Anton (Hockey Career 1980–94)
Anton played 650 games in the NHL from 1980 to 1989, all with the Québec Nordiques. He scored 252 goals and 636 points — the third-highest total in Nordiques history. He then moved to Switzerland, where he played with HC Fribourg-Gottéron (1989–90) and EHC Olten (1990–92), before returning to Slovakia to play with HC Slovan Bratislava in the 1993–94 season.
Marián (Hockey Career 1981–87)
Marián scored a fantastic 89 points in his first NHL season (1981–82). In the first half of his second season, he was one of the league’s top scorers. However, during his 60th game, he suffered a devastating shoulder injury that ended his season and hampered him for the rest of his career. He would play two more injury-plagued seasons in Québec before leaving for one more NHL season (1985–86) in Toronto. The following season he played in Switzerland for HC Sierre, before retiring from competitive hockey.
Following the collapse of communism in Eastern Europe and the dissolution of Czechoslovakia in 1993, Peter and Anton returned to their homeland, Slovakia. Peter has been very active in the development of hockey in the country; and in 2004, became a member of the European Parliament, representing Slovakia. His two sons, Yan and Paul (both born in Québec City), are professional hockey players. Paul played with the Colorado Avalanche (formerly the Québec Nordiques) from 2006–07 to 2013–14, before signing with the St. Louis Blues as a free agent for the 2014–15 season.
Anton lives in Slovakia and Switzerland — where his son, Tomas, played professional hockey — and owns the Evergreen furniture company. Marián remained in Québec City, where he owns and operates a hotel and golf course.
The Šťastnýs’ success helped to fast-track the acceptance of European players in the NHL. Their offensive dominance paved the way for many European players from both sides of the Iron Curtain, including Jari Kurri, Mats Näslund and Thomas Steen in the 1980s.

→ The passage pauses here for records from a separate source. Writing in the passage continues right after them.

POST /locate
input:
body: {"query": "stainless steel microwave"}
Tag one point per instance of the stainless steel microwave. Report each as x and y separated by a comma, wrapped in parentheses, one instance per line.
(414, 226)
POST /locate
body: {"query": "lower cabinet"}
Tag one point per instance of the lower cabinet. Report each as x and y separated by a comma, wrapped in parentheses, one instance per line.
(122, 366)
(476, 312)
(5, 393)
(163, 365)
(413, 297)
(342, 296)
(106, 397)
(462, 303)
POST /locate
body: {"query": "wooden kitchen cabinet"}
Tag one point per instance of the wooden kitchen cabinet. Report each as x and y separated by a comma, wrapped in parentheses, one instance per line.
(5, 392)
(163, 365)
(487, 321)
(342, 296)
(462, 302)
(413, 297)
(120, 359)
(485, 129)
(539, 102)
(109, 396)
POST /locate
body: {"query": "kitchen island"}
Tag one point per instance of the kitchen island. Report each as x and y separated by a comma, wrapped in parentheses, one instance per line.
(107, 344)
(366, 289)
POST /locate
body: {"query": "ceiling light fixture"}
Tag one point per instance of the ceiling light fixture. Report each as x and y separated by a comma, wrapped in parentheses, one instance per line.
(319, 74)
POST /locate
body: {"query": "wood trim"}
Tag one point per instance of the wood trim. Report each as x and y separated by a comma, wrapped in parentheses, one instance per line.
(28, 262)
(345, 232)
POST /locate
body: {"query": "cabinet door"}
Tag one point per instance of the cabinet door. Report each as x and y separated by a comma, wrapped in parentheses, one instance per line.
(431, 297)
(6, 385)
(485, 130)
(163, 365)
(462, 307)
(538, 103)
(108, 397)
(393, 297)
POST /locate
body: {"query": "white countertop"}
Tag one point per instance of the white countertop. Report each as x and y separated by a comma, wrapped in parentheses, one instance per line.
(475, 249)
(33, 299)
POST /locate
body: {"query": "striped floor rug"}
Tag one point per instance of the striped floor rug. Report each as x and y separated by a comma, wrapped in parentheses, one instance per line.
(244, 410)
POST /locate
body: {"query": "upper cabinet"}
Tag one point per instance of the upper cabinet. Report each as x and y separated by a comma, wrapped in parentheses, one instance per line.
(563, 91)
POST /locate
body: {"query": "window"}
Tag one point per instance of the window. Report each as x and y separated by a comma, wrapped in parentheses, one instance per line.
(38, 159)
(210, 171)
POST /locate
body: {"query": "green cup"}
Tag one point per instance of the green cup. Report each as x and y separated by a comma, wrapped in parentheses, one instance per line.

In particular, the Šťastný brothers inspired a wave of young Czech and Slovak players to defect: Miroslav Fryčer, brothers Peter and Miroslav Ihnačák, Jan Ludvig, Petr Klíma, Petr Svoboda, František Musil, Petr Prajsler, Jiri Sevcik, David Volek and Petr Nedvěd. In fact, in an attempt to stop the exodus of young talent from the country, the Czechoslovakian hockey governing body began allowing veteran players to leave in exchange for large transfer payments from NHL teams.